Thursday, February 4, 2010

Cost benefit of publishing academic books,

Nature has just published an editorial (http://www.nature.com/nature/journal/v463/n7281/full/463588a.html) promoting the idea of writing text books (http://dx.doi.org/10.1038/463588a).
Having worked for a number of years as a commissioning editor for a
major academic publisher, responsible for more that 20% of academic
book output, I have to say that the cost-benifit analysis for
publishing books ends up saying that it just does not justify the
effort for academics to write monographs. You probably won't see more
than a few hundred sales, citations to the work will be slow in
coming. Early career academics in particular are wasting valuable time
that should be spent on getting publications out.

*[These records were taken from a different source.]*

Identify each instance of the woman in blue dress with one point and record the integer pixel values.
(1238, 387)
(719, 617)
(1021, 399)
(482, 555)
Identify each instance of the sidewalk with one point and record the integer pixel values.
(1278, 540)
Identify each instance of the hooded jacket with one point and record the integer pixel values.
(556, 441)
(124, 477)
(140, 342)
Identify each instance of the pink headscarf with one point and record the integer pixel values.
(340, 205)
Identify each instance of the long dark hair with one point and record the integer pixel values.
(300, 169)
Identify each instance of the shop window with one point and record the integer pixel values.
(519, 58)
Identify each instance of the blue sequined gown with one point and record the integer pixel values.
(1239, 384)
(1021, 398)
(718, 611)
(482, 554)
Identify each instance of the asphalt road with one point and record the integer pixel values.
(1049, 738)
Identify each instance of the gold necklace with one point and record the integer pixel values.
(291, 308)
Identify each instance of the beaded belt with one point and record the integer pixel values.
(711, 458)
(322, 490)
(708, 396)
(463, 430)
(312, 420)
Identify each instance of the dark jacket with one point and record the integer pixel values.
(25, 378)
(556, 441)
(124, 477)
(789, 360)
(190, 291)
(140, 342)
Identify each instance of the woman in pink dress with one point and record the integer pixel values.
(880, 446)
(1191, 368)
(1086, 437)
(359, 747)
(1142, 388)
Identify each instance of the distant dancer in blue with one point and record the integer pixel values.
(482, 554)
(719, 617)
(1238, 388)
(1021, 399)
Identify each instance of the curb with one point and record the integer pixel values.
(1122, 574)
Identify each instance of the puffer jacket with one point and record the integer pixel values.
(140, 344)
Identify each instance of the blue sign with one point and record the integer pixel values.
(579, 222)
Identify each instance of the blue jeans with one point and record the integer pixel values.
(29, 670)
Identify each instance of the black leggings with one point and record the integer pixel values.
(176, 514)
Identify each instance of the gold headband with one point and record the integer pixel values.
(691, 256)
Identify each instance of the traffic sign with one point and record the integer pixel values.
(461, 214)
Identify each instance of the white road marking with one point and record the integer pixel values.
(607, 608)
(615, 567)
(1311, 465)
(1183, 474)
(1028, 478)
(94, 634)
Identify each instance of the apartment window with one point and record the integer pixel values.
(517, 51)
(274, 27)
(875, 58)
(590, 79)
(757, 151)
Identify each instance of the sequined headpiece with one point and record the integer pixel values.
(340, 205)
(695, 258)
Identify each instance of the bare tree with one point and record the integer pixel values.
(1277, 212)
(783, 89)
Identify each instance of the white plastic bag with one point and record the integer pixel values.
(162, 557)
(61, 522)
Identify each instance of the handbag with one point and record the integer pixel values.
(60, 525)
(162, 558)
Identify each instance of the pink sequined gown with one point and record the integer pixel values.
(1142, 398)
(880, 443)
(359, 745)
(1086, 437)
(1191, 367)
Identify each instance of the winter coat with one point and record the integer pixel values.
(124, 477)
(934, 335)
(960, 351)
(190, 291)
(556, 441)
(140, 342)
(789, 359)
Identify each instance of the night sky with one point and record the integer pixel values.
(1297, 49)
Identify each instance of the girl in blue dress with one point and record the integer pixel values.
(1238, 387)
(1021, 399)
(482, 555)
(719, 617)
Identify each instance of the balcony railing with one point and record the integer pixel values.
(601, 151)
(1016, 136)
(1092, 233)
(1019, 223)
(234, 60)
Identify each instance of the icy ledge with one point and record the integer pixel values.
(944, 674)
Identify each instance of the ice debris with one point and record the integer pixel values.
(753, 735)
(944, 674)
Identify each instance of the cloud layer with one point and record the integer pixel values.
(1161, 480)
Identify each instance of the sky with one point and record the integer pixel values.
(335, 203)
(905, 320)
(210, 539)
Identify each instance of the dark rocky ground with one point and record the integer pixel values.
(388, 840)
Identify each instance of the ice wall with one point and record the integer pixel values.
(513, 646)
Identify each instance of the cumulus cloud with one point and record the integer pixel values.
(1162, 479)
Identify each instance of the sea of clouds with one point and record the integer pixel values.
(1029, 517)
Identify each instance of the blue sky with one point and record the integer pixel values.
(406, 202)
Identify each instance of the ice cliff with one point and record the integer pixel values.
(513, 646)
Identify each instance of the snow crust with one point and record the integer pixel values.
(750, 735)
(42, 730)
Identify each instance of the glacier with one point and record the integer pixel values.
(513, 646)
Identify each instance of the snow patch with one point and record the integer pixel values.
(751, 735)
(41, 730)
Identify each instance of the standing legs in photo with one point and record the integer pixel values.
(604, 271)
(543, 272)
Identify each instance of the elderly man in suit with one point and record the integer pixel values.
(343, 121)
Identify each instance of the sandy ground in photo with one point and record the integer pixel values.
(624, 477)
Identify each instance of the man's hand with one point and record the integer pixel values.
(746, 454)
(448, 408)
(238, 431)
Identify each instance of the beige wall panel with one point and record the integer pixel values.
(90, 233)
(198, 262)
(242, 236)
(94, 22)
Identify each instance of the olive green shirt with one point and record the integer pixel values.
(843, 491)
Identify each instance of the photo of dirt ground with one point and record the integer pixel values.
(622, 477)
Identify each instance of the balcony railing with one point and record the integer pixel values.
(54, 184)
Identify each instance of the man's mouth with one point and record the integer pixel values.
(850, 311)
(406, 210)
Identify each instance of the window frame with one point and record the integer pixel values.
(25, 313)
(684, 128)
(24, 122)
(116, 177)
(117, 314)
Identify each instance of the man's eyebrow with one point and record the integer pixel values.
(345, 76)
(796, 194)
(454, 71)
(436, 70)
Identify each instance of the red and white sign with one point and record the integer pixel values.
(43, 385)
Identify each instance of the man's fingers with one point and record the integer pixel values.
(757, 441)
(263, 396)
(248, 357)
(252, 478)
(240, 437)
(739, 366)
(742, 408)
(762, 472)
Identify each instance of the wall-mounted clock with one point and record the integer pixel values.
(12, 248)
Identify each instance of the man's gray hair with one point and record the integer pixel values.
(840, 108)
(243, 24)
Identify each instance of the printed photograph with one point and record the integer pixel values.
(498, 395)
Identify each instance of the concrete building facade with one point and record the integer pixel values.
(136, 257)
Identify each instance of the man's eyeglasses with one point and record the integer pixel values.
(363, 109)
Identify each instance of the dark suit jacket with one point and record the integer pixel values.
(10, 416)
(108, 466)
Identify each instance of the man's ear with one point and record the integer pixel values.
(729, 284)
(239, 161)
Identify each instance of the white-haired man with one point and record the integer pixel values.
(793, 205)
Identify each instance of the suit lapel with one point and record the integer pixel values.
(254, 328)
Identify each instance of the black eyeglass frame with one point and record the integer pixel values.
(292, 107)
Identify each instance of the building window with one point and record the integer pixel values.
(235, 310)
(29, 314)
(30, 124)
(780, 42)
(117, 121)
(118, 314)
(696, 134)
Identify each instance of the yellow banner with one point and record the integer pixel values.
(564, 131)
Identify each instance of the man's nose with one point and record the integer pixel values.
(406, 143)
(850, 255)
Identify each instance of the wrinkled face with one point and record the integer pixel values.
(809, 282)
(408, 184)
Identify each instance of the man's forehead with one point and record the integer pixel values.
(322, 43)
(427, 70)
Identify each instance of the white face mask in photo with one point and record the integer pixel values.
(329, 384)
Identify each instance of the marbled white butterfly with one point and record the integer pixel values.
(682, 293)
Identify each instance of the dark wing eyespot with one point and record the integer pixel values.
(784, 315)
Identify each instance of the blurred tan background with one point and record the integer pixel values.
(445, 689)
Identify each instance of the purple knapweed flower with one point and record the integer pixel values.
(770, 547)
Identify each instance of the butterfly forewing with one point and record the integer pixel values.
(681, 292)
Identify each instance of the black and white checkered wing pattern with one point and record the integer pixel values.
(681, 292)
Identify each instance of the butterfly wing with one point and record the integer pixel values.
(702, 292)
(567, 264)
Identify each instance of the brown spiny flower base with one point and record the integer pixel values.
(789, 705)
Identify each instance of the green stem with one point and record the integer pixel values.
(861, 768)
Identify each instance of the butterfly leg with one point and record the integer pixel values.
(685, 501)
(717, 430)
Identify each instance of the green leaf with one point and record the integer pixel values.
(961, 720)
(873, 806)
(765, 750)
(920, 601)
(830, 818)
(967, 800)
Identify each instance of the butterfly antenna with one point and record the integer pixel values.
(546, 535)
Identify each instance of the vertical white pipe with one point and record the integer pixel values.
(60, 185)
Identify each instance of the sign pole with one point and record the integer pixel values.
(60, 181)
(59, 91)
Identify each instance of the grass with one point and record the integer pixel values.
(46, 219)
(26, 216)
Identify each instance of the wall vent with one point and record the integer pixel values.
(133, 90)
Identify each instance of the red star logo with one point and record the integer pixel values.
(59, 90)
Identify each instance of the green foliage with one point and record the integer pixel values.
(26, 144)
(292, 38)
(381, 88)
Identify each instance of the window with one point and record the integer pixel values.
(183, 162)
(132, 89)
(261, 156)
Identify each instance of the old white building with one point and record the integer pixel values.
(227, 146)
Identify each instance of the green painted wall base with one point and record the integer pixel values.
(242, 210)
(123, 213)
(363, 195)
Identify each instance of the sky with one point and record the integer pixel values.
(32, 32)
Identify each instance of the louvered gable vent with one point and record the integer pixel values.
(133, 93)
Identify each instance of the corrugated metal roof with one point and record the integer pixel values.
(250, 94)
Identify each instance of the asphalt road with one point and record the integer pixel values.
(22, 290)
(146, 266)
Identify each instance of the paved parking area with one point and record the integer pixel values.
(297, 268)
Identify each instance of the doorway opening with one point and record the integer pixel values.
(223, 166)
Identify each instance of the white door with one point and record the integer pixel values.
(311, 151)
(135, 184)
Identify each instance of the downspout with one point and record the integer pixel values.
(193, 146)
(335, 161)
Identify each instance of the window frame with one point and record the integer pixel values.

That said there are
three situations in which it might be OK to be involved in producing a
book:

1. You are at an advanced stage in your career and you want to codify
your vision of a particular subject. In such a case the work is a
labour of love, you have your laurels and now you want to produce an
artefact that synthesises your view on a topic. This is a highly
valuable exercise, look at the works of Chandrasekhar for an extreme
example of this. Of course, such an individual is going to go ahead
and do this anyway.

2. You have been instructing a class and have put together a detailed
set of instructional notes, especially for advanced classes in
graduate school. For a little more effort you can convert a large
batch of work that you have already done into another artefact that
can increase your academic reputation, go for it!

3. You are involved in a large consortium or working group. The act of
putting together a chapter for a book can cement working
relationships. What tends to be more important here though is the
collaborative process, more-so than the final artefact. The question
to be asked should be whether working with the given group of
academics is worth the time, rather than whether the final book will
be worth the time involved.